Power utility RWE AG (RWE.XE) expects a new tax on nuclear fuel rods that the German government wants to impose from 2011 will reduce earnings before interest, taxes, depreciation and amortization could by around EUR700 million annually in coming years, daily newspaper the Financial Times Deutschland reports in its Thursday edition.

Citing Chief Financial Officer Rolf Pohlig, the newspaper says RWE's recurrent after tax profit could be cut by EUR500 million a year, which is less than anticipated about a month ago when the tax burden was expected to be even larger.

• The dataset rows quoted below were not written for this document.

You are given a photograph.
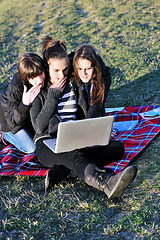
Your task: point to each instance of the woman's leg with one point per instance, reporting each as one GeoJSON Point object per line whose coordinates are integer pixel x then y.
{"type": "Point", "coordinates": [21, 140]}
{"type": "Point", "coordinates": [113, 185]}
{"type": "Point", "coordinates": [73, 160]}
{"type": "Point", "coordinates": [104, 155]}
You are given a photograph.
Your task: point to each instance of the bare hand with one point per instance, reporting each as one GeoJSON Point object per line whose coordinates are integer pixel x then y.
{"type": "Point", "coordinates": [29, 96]}
{"type": "Point", "coordinates": [59, 84]}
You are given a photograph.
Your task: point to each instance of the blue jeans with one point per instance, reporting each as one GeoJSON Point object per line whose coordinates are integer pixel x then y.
{"type": "Point", "coordinates": [21, 140]}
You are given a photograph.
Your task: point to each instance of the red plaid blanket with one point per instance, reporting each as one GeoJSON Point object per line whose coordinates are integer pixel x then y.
{"type": "Point", "coordinates": [137, 139]}
{"type": "Point", "coordinates": [13, 162]}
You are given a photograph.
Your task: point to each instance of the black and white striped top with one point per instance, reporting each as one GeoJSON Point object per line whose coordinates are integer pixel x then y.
{"type": "Point", "coordinates": [67, 106]}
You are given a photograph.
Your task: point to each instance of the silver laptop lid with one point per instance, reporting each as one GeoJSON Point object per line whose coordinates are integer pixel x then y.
{"type": "Point", "coordinates": [83, 133]}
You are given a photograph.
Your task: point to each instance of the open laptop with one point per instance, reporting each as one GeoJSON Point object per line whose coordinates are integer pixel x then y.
{"type": "Point", "coordinates": [78, 134]}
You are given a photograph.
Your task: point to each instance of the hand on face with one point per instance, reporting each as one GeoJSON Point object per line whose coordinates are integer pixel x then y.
{"type": "Point", "coordinates": [29, 96]}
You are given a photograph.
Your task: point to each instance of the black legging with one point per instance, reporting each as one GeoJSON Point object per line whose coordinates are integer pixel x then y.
{"type": "Point", "coordinates": [77, 160]}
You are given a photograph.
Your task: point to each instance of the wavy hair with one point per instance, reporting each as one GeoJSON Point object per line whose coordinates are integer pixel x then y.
{"type": "Point", "coordinates": [86, 51]}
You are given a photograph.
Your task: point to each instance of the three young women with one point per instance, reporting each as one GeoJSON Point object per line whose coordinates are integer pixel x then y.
{"type": "Point", "coordinates": [66, 98]}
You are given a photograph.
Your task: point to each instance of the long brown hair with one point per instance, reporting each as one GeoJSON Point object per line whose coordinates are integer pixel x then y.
{"type": "Point", "coordinates": [86, 51]}
{"type": "Point", "coordinates": [53, 49]}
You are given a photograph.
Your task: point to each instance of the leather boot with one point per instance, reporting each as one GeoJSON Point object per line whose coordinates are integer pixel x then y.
{"type": "Point", "coordinates": [112, 184]}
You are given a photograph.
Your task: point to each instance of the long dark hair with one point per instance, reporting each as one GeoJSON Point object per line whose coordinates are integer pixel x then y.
{"type": "Point", "coordinates": [86, 51]}
{"type": "Point", "coordinates": [53, 49]}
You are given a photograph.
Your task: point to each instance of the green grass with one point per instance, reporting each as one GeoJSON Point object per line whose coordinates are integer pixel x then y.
{"type": "Point", "coordinates": [126, 34]}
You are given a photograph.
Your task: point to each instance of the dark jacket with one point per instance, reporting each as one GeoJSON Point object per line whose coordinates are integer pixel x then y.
{"type": "Point", "coordinates": [14, 115]}
{"type": "Point", "coordinates": [44, 115]}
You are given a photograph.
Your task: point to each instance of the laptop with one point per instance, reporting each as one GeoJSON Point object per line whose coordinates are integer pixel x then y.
{"type": "Point", "coordinates": [79, 134]}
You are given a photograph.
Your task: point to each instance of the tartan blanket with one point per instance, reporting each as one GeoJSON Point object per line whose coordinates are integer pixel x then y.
{"type": "Point", "coordinates": [136, 140]}
{"type": "Point", "coordinates": [14, 162]}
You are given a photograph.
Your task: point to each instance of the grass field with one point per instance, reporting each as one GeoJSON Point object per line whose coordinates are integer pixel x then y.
{"type": "Point", "coordinates": [126, 34]}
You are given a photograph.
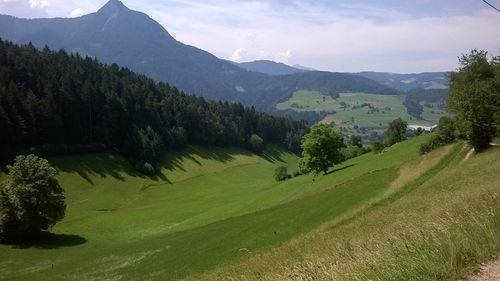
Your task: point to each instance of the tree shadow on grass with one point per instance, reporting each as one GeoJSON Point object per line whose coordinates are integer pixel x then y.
{"type": "Point", "coordinates": [95, 164]}
{"type": "Point", "coordinates": [273, 154]}
{"type": "Point", "coordinates": [175, 159]}
{"type": "Point", "coordinates": [49, 240]}
{"type": "Point", "coordinates": [340, 169]}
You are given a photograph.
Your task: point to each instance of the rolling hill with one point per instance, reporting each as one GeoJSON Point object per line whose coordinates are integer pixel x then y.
{"type": "Point", "coordinates": [269, 67]}
{"type": "Point", "coordinates": [116, 34]}
{"type": "Point", "coordinates": [219, 214]}
{"type": "Point", "coordinates": [406, 82]}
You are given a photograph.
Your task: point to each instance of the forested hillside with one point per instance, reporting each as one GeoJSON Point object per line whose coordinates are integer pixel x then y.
{"type": "Point", "coordinates": [117, 34]}
{"type": "Point", "coordinates": [53, 102]}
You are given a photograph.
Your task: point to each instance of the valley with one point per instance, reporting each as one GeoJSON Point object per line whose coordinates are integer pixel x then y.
{"type": "Point", "coordinates": [128, 152]}
{"type": "Point", "coordinates": [359, 113]}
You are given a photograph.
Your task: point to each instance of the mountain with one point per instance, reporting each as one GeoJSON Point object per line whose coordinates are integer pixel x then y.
{"type": "Point", "coordinates": [269, 67]}
{"type": "Point", "coordinates": [116, 34]}
{"type": "Point", "coordinates": [298, 66]}
{"type": "Point", "coordinates": [406, 82]}
{"type": "Point", "coordinates": [52, 102]}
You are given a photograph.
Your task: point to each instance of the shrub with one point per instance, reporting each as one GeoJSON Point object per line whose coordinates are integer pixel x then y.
{"type": "Point", "coordinates": [31, 201]}
{"type": "Point", "coordinates": [378, 147]}
{"type": "Point", "coordinates": [281, 173]}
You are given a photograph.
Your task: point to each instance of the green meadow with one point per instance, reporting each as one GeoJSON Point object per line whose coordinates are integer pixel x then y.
{"type": "Point", "coordinates": [204, 209]}
{"type": "Point", "coordinates": [364, 110]}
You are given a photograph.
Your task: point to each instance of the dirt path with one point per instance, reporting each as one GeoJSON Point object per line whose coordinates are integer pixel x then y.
{"type": "Point", "coordinates": [489, 271]}
{"type": "Point", "coordinates": [470, 153]}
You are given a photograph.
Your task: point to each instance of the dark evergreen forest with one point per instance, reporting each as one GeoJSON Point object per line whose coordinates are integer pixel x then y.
{"type": "Point", "coordinates": [54, 102]}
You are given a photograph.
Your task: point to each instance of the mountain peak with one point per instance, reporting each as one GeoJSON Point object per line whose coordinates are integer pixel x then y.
{"type": "Point", "coordinates": [113, 6]}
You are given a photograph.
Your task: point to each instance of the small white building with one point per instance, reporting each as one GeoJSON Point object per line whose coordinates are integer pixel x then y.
{"type": "Point", "coordinates": [425, 128]}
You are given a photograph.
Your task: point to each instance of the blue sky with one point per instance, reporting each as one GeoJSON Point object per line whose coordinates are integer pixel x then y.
{"type": "Point", "coordinates": [380, 35]}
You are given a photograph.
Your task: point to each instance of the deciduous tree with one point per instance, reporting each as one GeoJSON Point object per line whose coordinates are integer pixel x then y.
{"type": "Point", "coordinates": [31, 201]}
{"type": "Point", "coordinates": [321, 149]}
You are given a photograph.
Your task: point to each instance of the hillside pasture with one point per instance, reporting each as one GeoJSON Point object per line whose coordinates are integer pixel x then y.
{"type": "Point", "coordinates": [205, 208]}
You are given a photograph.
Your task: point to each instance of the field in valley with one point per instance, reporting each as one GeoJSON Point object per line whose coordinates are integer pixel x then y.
{"type": "Point", "coordinates": [369, 111]}
{"type": "Point", "coordinates": [219, 214]}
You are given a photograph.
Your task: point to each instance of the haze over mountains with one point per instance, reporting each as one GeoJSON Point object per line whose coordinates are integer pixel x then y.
{"type": "Point", "coordinates": [116, 34]}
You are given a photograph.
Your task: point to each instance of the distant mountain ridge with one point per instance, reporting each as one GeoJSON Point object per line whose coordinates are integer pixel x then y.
{"type": "Point", "coordinates": [406, 82]}
{"type": "Point", "coordinates": [116, 34]}
{"type": "Point", "coordinates": [270, 67]}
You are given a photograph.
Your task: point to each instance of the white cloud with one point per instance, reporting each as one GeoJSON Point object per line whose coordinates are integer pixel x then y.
{"type": "Point", "coordinates": [77, 13]}
{"type": "Point", "coordinates": [284, 57]}
{"type": "Point", "coordinates": [239, 54]}
{"type": "Point", "coordinates": [333, 36]}
{"type": "Point", "coordinates": [38, 3]}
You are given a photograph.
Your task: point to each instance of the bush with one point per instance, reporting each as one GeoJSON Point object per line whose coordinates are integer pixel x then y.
{"type": "Point", "coordinates": [378, 147]}
{"type": "Point", "coordinates": [256, 144]}
{"type": "Point", "coordinates": [31, 201]}
{"type": "Point", "coordinates": [281, 173]}
{"type": "Point", "coordinates": [445, 134]}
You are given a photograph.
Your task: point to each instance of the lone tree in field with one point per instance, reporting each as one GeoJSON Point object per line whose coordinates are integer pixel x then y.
{"type": "Point", "coordinates": [396, 132]}
{"type": "Point", "coordinates": [321, 149]}
{"type": "Point", "coordinates": [31, 200]}
{"type": "Point", "coordinates": [475, 97]}
{"type": "Point", "coordinates": [256, 144]}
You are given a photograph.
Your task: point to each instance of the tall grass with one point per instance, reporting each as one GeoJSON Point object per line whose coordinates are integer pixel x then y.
{"type": "Point", "coordinates": [447, 249]}
{"type": "Point", "coordinates": [437, 227]}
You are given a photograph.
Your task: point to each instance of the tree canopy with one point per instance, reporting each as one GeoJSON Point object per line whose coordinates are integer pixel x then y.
{"type": "Point", "coordinates": [31, 200]}
{"type": "Point", "coordinates": [321, 149]}
{"type": "Point", "coordinates": [475, 97]}
{"type": "Point", "coordinates": [55, 102]}
{"type": "Point", "coordinates": [396, 132]}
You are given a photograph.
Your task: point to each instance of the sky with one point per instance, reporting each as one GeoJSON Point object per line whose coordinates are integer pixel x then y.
{"type": "Point", "coordinates": [349, 36]}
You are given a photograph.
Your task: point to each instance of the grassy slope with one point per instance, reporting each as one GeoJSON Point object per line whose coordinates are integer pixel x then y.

The government's plans to impose taxes on nuclear power plant operators are part of a deal to prolong the operating lives of
Germany 's nuclear reactors agreed last week. The duty on nuclear fuel rods is expected to cost the four nuclear operators RWE, E.ON AG (EOAN.XE), EnBW Energie Baden-Wuerttemberg AG (EBK.XE) and Vattenfall Europe AG (VTT-XE) EUR2.3 billion in tax payments per year. However, the levyis partially tax deductible.

The levy was previously expected to total EUR2.3 billion per year after deducting taxes. At that time RWE had said that the tax would reduce Ebitda by around EUR1 billion, or 14%. The impact on annual recurrent after tax profit would be around EUR650 million, or about 18%, RWE in August.

RWE and the other nuclear operators have said they would review their investment plans, may cut dividend payments, look for further cost savings and possibly asset sales to retain their financial health and credit ratings.